Stein auf Stein: Warum Steintürme Natur und Kultur schaden können
Das Stapeln von Steinen ist eine der ältesten Kunstformen der Menschheit. Aber sie ist auch umstritten. Wir erklären, wieso.
Das Stapeln von Steinen ist eine uralte Kunstform, doch in Zeiten von Social Media hat es eine neue Dimension erreicht. Einst Wegweiser oder spirituelles Symbol, wird das Steintürmchen heute oft nur für das perfekte Foto inszeniert, mit teils verheerenden Folgen.
Wandert man durch nahezu jedes Gebiet dieser Welt, stösst man früher oder später auf kunstvoll gestapelte Steine. Manche nennen sie Steinmännchen oder Cairns, andere sprechen von Gebetssteinhaufen.
In den letzten zehn Jahren hat diese Praxis dank der sozialen Medien einen regelrechten Boom erlebt. Die wenigsten wissen jedoch um die Kontroversen rund ums Steinstapeln – besonders in Nationalparks und geschützten Gebieten.
Gefahren und Nutzen des Stein-Stapelns
Auf den ersten Blick scheint das Aufeinanderlegen von Steinen harmlos zu sein. Aber je nachdem, wen man fragt, fallen die Antworten anders aus.
Es kann es sich dabei um ein lebensrettendes Navigationssystem handeln, eine Form der Meditation oder aber zur ökologischen Bedrohung werden. Tatsächlich können gut platzierte Cairns Leben retten und dienen in vielen Gegenden als wichtige Orientierungshilfen.
Sie werden z.B. im Carlsbad Caverns Nationalpark und im Hawaii Nationalpark von Parkrangern aufgestellt, um Besucher durch die Wildnis zu leiten. Bevor Sie also anfangen, Steinmännchen umzuwerfen, sollten Sie überlegen, warum sie hier aufgestellt wurden.
Von der Tradition zum Trend
Unsere Vorfahren nutzten Cairns als erste Form des Bauens: Ein paar Steine übereinander gestapelt konnten den Anfang eines Unterschlupfs oder einer Nahrungsquelle markieren.

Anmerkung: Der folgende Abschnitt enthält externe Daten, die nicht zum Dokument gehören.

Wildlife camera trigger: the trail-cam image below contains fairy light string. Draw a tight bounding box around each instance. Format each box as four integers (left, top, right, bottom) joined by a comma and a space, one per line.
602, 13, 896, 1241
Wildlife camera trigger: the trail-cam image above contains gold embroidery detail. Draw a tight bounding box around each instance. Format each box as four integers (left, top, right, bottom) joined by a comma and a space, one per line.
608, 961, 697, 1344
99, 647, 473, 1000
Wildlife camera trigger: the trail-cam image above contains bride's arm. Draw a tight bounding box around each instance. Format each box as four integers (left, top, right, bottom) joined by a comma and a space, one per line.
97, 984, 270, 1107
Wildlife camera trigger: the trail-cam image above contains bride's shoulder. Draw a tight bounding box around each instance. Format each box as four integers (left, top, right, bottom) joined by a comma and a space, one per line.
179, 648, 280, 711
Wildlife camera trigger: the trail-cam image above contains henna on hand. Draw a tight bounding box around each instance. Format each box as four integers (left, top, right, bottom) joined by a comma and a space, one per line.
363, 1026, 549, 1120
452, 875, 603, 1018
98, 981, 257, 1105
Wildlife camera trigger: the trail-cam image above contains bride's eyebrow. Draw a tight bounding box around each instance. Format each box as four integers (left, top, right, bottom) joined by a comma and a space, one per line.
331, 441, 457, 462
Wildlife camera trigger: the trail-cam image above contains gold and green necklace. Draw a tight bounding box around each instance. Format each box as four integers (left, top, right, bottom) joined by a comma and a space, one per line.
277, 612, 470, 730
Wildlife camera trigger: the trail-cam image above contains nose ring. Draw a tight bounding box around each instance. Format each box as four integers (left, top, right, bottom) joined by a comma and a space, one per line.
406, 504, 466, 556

In Tibet wurden sie in Zeremonien verwendet, um Glück herbeizurufen und energetische Ungleichgewichte auszugleichen. Heute hat die Beliebtheit von Steinhaufen weniger mit ihrer ursprünglichen Funktion und mehr mit Social Media zu tun.

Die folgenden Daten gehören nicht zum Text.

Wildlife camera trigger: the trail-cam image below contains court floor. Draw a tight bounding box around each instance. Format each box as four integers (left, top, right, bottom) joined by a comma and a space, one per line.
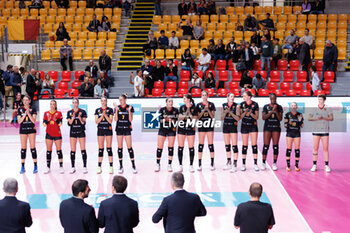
0, 122, 350, 233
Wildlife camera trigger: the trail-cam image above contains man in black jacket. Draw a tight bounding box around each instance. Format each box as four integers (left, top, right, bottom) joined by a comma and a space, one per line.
60, 180, 98, 233
98, 176, 139, 233
152, 172, 207, 233
0, 178, 33, 233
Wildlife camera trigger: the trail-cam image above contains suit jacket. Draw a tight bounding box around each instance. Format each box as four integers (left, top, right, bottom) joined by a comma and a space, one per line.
0, 196, 33, 233
60, 197, 98, 233
98, 194, 140, 233
152, 190, 207, 233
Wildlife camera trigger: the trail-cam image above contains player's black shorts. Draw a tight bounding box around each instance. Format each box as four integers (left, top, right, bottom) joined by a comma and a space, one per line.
158, 129, 176, 137
97, 129, 113, 136
45, 133, 62, 141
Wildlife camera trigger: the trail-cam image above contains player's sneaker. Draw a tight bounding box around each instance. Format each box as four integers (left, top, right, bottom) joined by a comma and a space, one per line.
310, 165, 317, 172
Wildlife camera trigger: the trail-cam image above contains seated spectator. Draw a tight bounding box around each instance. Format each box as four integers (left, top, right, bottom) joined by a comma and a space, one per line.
252, 74, 266, 91
85, 60, 98, 78
158, 30, 169, 49
56, 22, 70, 41
152, 60, 165, 82
259, 13, 275, 30
177, 19, 193, 40
181, 48, 195, 70
301, 0, 311, 15
198, 48, 211, 77
169, 31, 179, 49
177, 0, 188, 16
272, 38, 282, 70
87, 14, 101, 32
40, 73, 55, 98
214, 39, 226, 62
244, 13, 259, 31
79, 77, 94, 97
193, 20, 204, 40
164, 59, 178, 88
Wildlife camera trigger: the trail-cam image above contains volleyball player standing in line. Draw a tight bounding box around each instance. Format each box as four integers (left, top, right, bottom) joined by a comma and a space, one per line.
67, 98, 88, 174
95, 96, 114, 174
17, 96, 38, 174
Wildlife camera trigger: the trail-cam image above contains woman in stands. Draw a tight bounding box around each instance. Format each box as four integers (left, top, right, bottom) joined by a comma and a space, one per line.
261, 93, 283, 171
284, 102, 304, 172
308, 95, 333, 172
221, 93, 241, 172
95, 96, 114, 174
240, 91, 259, 171
177, 94, 198, 172
114, 94, 137, 174
197, 91, 216, 171
67, 98, 88, 174
44, 100, 64, 174
154, 98, 179, 172
17, 95, 38, 174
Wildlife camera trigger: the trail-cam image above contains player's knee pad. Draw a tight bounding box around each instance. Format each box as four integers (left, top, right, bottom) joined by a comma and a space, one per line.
198, 144, 204, 152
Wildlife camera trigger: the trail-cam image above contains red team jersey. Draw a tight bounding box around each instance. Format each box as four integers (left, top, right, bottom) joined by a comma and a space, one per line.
44, 111, 63, 137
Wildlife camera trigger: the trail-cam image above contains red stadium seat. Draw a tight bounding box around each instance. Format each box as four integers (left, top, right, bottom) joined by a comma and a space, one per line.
216, 60, 226, 70
270, 70, 281, 82
219, 70, 228, 82
283, 70, 294, 82
180, 70, 191, 81
289, 60, 299, 71
297, 71, 307, 83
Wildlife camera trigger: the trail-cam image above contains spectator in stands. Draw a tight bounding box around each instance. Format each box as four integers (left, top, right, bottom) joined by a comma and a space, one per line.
282, 29, 298, 52
301, 28, 314, 47
85, 60, 98, 78
177, 19, 193, 40
87, 14, 101, 32
198, 48, 211, 77
301, 0, 311, 15
60, 39, 73, 71
244, 13, 259, 31
214, 39, 226, 62
164, 59, 178, 88
259, 13, 275, 30
10, 66, 23, 96
98, 50, 112, 79
158, 30, 169, 49
252, 74, 266, 91
169, 31, 179, 49
177, 0, 188, 16
141, 59, 153, 74
272, 38, 282, 70
299, 37, 311, 71
193, 20, 204, 40
260, 36, 273, 77
56, 22, 70, 41
181, 48, 195, 70
40, 73, 55, 98
79, 77, 94, 97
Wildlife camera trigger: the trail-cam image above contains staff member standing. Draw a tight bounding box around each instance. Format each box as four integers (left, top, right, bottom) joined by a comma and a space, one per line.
0, 178, 33, 232
60, 180, 98, 233
152, 172, 207, 233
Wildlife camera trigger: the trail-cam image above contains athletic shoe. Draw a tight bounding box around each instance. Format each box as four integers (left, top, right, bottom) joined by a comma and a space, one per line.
154, 163, 160, 172
310, 165, 317, 172
272, 163, 278, 171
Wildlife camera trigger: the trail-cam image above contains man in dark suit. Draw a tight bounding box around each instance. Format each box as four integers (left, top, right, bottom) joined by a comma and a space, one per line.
60, 180, 98, 233
152, 172, 207, 233
0, 178, 33, 233
98, 176, 139, 233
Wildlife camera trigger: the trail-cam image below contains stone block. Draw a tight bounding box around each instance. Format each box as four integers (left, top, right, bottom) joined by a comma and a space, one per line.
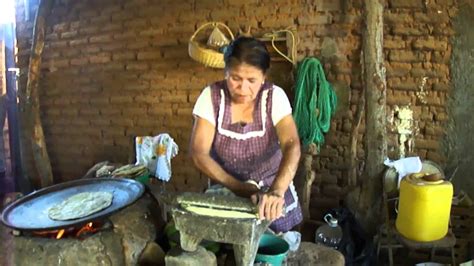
389, 0, 423, 8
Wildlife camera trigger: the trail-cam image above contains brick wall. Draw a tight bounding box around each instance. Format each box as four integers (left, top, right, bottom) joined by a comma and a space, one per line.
17, 0, 456, 216
0, 38, 7, 94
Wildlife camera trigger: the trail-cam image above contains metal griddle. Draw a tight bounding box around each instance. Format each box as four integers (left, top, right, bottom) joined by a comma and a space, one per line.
2, 178, 145, 231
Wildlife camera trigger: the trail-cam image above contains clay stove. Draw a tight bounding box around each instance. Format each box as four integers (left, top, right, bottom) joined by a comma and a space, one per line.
0, 178, 163, 265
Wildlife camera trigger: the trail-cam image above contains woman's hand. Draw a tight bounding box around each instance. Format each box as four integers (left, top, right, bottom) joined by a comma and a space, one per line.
252, 191, 285, 222
233, 182, 260, 198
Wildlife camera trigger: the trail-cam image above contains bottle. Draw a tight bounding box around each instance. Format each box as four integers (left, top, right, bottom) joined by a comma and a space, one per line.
315, 213, 342, 249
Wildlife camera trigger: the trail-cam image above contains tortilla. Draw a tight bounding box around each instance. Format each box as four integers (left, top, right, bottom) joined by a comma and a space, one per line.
48, 192, 113, 221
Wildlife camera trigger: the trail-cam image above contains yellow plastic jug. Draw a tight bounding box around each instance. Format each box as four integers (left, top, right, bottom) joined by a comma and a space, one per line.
395, 174, 453, 242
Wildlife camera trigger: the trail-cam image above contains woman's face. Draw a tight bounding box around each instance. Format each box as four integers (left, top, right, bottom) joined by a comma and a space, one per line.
226, 63, 265, 103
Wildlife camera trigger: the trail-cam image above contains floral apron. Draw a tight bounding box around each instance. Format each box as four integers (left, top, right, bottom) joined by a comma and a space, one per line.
211, 81, 303, 232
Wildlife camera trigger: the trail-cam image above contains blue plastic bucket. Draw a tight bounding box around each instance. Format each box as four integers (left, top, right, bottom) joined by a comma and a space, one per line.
255, 234, 290, 266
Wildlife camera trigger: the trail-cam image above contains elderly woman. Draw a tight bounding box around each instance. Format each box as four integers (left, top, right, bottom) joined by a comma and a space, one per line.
190, 37, 302, 232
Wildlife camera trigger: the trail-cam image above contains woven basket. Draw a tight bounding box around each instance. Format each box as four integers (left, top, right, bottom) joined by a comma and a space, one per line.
188, 22, 234, 68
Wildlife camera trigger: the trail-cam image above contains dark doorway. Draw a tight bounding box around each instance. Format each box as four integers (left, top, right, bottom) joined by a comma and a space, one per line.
0, 0, 21, 197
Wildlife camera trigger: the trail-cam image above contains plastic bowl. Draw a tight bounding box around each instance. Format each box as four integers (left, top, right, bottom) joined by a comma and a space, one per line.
255, 234, 290, 266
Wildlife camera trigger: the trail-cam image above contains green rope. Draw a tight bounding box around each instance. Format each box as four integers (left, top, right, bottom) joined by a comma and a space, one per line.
293, 58, 337, 149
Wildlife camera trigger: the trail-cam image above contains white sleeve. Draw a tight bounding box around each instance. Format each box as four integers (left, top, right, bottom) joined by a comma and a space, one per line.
272, 85, 292, 126
193, 86, 216, 125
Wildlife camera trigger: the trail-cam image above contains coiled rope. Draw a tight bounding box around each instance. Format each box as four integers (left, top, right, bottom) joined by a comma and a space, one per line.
293, 58, 337, 150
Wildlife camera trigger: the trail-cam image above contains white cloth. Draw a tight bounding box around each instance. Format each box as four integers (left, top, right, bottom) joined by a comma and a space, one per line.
193, 85, 292, 126
384, 157, 423, 186
135, 133, 179, 181
282, 231, 301, 251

Der Künstler Michael Grab, besser bekannt unter seinem Pseudonym Gravity Glue, sieht darin einen internationalen Kunsttrend. Sehr zur Missgunst vieler Naturschützer.
Kritik an der neuen Kunstform
Neben verlorenen Wanderern kann das Stapeln von Steinen auch kulturell unsensibel sein. Nicht nur gegenüber den einheimischen Bewohnern ist es problematisch, sondern es kann auch erhebliche Auswirkungen auf lokale Ökosysteme haben.

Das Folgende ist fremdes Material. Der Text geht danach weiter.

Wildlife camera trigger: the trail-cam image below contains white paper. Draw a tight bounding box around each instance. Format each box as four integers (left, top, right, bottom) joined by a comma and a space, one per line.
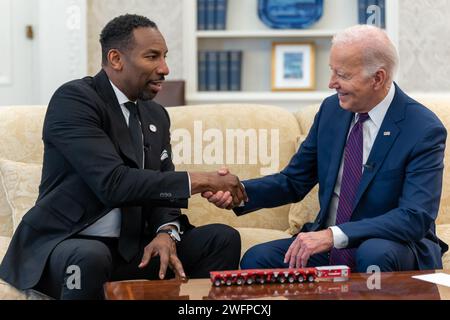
413, 273, 450, 287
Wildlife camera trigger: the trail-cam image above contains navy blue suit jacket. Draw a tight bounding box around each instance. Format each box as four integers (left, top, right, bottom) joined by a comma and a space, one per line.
235, 86, 448, 269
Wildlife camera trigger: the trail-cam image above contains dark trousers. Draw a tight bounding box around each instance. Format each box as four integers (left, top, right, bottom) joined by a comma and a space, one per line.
35, 224, 241, 299
241, 237, 418, 272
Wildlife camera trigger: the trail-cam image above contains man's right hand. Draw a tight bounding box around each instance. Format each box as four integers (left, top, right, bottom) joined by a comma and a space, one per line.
189, 169, 248, 208
202, 168, 243, 210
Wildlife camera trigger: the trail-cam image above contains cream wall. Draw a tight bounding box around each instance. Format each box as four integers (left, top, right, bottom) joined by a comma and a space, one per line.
88, 0, 450, 92
399, 0, 450, 92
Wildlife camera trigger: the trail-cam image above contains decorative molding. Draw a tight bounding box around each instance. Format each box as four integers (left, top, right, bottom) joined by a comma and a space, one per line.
0, 0, 14, 86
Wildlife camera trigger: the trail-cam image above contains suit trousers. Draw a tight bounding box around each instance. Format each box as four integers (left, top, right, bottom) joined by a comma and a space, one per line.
34, 224, 241, 300
241, 237, 418, 272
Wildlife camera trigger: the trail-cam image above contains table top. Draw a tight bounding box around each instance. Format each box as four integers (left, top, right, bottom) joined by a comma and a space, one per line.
105, 270, 450, 300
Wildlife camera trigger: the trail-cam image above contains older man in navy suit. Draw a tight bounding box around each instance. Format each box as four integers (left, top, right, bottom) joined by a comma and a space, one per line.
203, 26, 448, 272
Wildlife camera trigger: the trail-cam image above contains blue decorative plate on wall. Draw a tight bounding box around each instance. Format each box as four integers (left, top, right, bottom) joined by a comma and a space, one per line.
258, 0, 323, 29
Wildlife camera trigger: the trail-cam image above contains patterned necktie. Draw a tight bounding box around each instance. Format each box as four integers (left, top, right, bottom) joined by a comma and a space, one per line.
125, 102, 144, 168
330, 113, 369, 270
118, 102, 144, 262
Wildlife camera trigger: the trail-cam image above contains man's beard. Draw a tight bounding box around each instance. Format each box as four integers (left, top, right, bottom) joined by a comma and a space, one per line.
138, 90, 156, 101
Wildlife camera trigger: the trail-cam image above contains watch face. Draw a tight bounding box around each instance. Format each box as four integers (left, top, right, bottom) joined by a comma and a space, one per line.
169, 230, 181, 241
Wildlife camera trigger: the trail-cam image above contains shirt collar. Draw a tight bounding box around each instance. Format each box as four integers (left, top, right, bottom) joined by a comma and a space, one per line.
109, 80, 134, 105
355, 83, 395, 128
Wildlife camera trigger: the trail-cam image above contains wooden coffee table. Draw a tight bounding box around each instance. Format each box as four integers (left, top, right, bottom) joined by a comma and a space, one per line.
105, 270, 450, 300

Selbst wenn sie sicher platziert sind, empfinden viele Naturfotografen und Outdoor-Liebhaber Steinhaufen als störend für das unberührte Landschaftsbild.
In den meisten Parks verbietet die Nationalparkverwaltung das eigenmächtige Aufstellen von Cairns. Das Ritzen von Initialen in Bäume oder das Hinterlassen von Müll fällt in dieselbe Kategorie und wird mit Busszahlungen geahndet.
Faziz zum Steinstapeln
Grundsätzlich ist das Stapeln von Steinen nicht immer schädlich. Für viele Menschen kann es sogar therapeutisch sein oder einen künstlerischen Ausdruck finden.
In den entlegensten Gegenden der Erde können Steinhaufen Leben retten. Wer dem Drang, am Wegesrand einen Steinturm zu errichten, nicht widerstehen kann, sollte ihn auf dem Rückweg wieder abbauen.
Bringen Sie die Steine wieder dorthin zurück, wo sie herkamen und Sie sind auf der sicheren Seite. Genauso wie alle verlorenen Wanderer.